Any sight of the word 'Pentium' either makes us think of ugly beige boxes coated in 'Intel Inside' decals, or piping-hot Prescotts with haughty heatsinks.

Our collection of processors enter and leave PCs with more frequency than a Dell returns department. Still, we could always be wrong. And this is one such example which proves just that.

£499 gets you a lot, despite the chip at the centre of the action representing the budget end of the market, and is based on the now surpassed Core micro-architecture. The E2160 is a relatively new chip, and it's still dual core, with 1MB of shared cache across the cores.

Zoostorm's inclusion of Windows Vista Home Premium goes some way to enhancing the package, and runs well here. We're not quite sure who is buying the bottom rung of Vista, but Home Basic users are sure to feel like they're being held back by an elastic band before too long.

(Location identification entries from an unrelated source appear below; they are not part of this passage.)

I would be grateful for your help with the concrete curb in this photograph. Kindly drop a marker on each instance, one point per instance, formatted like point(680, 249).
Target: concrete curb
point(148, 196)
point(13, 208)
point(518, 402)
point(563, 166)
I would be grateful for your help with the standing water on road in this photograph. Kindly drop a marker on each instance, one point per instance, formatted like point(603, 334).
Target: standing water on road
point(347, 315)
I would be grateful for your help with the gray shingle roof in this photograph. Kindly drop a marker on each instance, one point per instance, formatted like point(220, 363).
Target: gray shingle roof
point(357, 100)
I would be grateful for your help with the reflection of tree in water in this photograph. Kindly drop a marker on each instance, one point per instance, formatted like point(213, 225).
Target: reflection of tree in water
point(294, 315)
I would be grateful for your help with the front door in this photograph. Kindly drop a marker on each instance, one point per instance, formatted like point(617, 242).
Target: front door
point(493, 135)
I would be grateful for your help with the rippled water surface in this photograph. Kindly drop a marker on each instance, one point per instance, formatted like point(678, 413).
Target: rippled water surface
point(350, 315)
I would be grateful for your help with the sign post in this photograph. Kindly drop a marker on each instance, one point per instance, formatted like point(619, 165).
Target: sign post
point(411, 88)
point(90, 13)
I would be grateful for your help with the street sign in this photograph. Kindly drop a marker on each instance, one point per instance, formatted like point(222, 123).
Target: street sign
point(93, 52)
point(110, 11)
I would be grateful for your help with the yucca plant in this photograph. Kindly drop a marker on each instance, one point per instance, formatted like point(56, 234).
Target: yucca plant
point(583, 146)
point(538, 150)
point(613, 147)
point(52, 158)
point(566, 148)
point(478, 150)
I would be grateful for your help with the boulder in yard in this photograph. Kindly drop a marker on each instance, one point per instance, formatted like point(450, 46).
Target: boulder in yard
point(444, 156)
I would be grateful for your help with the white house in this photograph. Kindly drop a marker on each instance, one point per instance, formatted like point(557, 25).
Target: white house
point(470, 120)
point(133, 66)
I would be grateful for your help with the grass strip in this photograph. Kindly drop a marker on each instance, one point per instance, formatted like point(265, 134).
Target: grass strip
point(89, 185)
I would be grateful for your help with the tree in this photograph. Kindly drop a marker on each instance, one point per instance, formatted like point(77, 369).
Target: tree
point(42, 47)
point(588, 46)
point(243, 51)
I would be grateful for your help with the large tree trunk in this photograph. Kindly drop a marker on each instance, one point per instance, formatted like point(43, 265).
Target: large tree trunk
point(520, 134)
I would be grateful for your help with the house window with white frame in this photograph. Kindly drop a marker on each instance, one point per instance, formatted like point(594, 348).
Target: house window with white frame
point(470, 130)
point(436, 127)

And unless you specifically want Ultimate, you probably don't know why you'd need it. So it's best to leave this machine as is and settle for the reasonable Home Premium, which includes all the features a PC at that price will need. Once you've shed your preconceptions about the CPU, it's clear this would make a great family PC.

Sound and vision

While it's clearly aimed as a low-cost starter machine, we're more inclined to place it in a different bracket. With its extra power and other accoutrements, we think the Zoostorm would make an excellent centre for family media use.

The latest-gen Nvidia 8600GT may not be range topping, but its 256MB graphics are certainly good enough for the huge majority of games - even if the 3DMark 06 score of 3,844 is distinctly mid-range.

So we're not talking top notch figures, but they're certainly better than we thought they'd be from a machine of this price. The Super PI score of nearly 33 minutes is pretty darn good (better than some of the mobile Core 2 Duo systems we've seen) as is the Windows Experience rating of 4.8.

That was only restricted by the processor and the memory performance. The 8600GT apparently appeals to Vista a great deal with a 5.9 benchmark for Aero reflecting its DirectX 10 readiness.